His mocking spurs me and I jump to my feet, and launch myself at him. Keir pushes me in the chest, a swift simple movement with twice the force I could manage. I land heavily on my back again. Shit, I’m going to have some bruises tomorrow. If I survive.
He glares down. “Don’t be so bloody stupid—you know I could do the same to you as I did to him. I know you’re weak.”
“Really?”
I push myself to my feet again, ignoring the pain in my limbs. Mustering all my strength, I throw myself at Keir. Catching him off guard, I send him backwards against the opposite wall. I pin my arm across his neck, and Keir stares back, his blue eyes searching mine. I brace myself for his retaliation.
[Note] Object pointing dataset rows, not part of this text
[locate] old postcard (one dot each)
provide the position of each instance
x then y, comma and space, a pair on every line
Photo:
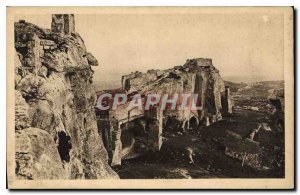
150, 98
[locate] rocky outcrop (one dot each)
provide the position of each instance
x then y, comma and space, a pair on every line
197, 76
56, 128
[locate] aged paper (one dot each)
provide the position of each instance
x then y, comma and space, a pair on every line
150, 98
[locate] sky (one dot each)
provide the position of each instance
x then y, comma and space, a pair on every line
245, 47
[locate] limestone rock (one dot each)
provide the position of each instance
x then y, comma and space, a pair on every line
54, 96
37, 156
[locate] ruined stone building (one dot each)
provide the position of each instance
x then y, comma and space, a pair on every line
128, 133
55, 122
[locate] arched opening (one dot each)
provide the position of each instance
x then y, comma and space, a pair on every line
193, 122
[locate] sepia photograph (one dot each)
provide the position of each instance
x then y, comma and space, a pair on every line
150, 97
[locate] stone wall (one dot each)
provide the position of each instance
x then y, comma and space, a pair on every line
196, 76
56, 128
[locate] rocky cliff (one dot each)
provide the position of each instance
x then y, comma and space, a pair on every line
55, 122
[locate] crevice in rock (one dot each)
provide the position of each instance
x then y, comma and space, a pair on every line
64, 146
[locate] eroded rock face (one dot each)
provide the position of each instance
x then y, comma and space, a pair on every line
56, 130
197, 76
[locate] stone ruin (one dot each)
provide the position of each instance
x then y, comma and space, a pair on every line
127, 133
55, 122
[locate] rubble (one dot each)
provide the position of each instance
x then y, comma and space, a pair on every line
196, 76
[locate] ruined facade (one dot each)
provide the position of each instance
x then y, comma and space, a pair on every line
55, 123
196, 76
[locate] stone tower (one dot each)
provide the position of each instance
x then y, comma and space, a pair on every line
63, 23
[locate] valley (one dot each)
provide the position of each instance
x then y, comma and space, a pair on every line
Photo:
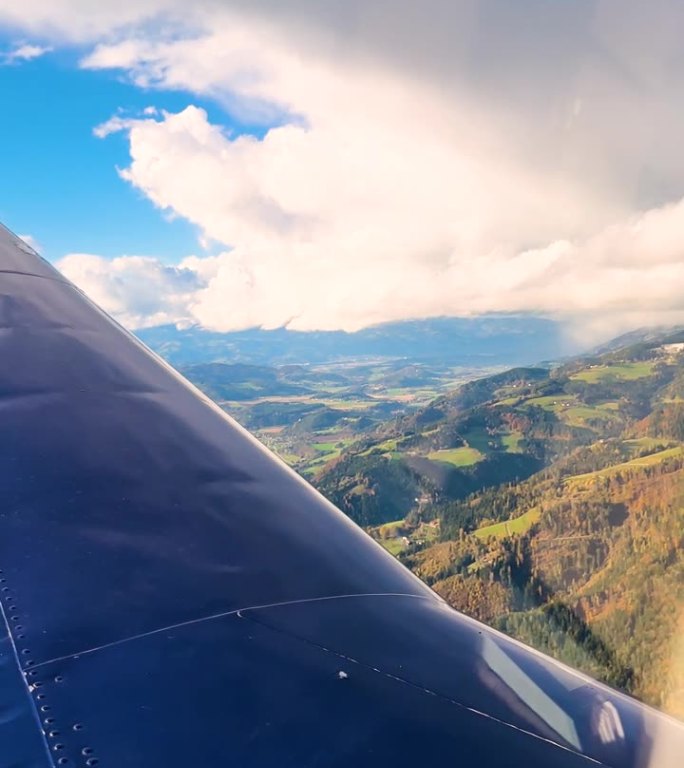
546, 500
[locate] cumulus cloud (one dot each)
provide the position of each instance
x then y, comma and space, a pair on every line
139, 291
24, 52
415, 159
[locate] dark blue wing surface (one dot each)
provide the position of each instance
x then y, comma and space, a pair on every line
173, 595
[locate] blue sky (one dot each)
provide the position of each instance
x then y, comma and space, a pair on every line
459, 160
60, 182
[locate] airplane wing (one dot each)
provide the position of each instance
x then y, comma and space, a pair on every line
173, 595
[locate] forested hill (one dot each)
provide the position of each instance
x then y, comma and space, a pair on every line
549, 503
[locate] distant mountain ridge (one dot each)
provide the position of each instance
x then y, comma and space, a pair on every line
549, 503
490, 339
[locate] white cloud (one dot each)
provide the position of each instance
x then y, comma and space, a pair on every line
31, 242
423, 158
24, 52
139, 291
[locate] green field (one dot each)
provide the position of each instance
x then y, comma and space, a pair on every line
393, 546
459, 457
554, 403
509, 527
579, 415
511, 442
624, 372
478, 439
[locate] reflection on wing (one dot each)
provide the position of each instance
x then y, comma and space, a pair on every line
174, 595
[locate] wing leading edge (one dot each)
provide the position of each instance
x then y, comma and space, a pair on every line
174, 595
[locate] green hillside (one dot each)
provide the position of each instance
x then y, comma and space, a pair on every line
549, 503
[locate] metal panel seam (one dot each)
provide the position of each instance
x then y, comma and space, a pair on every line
214, 616
34, 708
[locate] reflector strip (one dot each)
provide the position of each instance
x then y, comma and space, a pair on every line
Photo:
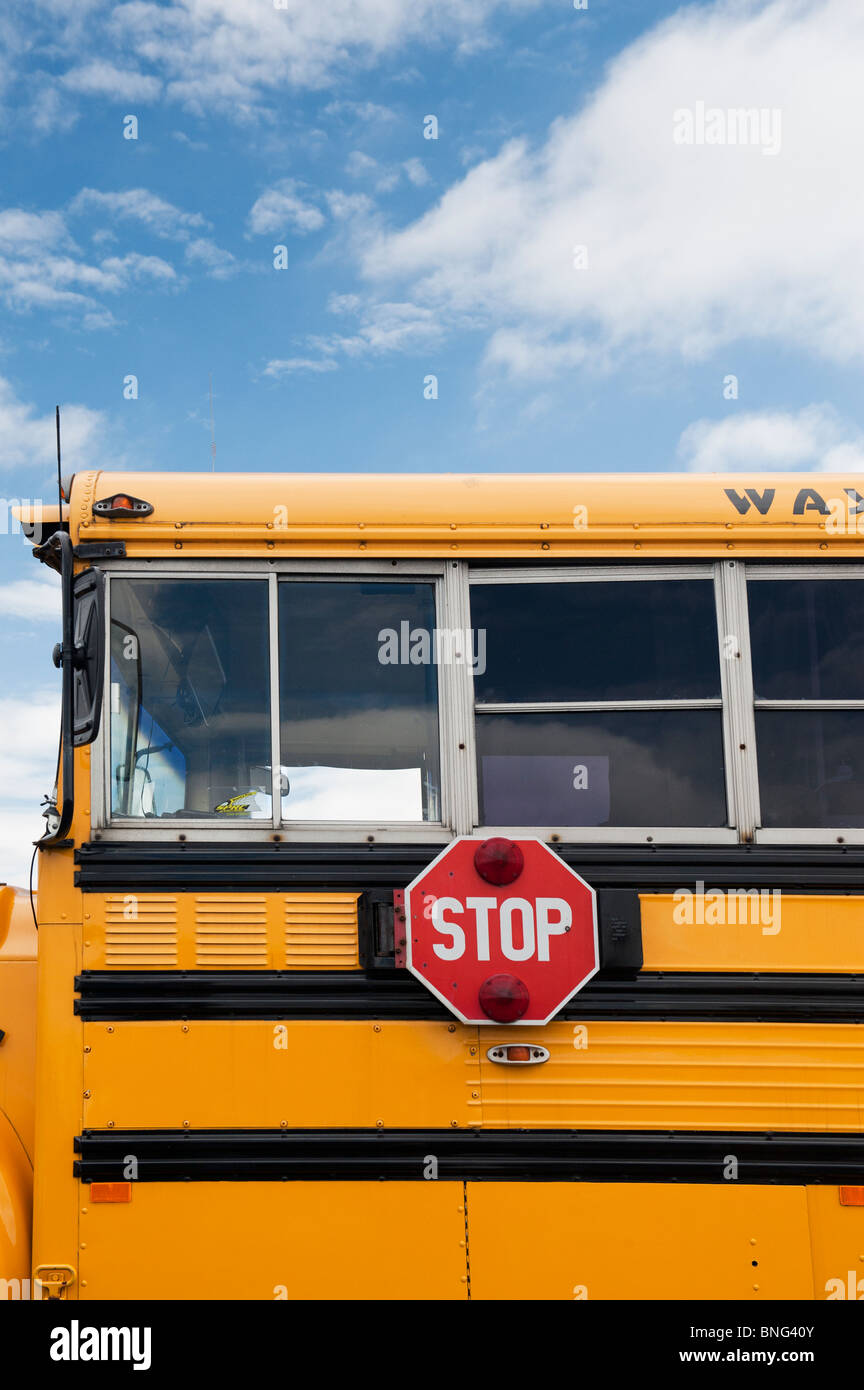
110, 1191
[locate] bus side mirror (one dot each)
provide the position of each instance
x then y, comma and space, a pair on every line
89, 653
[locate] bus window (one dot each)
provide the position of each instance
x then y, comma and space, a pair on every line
807, 649
557, 744
189, 698
359, 701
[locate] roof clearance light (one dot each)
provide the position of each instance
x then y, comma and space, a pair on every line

I’m overwhelmed by an awareness of his hard, muscled body pressed against me. Images of myself pressed to him slipped into my mind a few times, since the inexplicable attraction to him at the night by the fountain. But not like this. Our faces almost touch, hearts thumping against each other’s chests and something weird passes. An imperceptible spark of connection. A distraction.
My head snaps back as Keir catches my hair and pulls. I drop the grip on his neck, and attempt to dislodge his hand. Keir spins me round and holds me in a headlock from behind.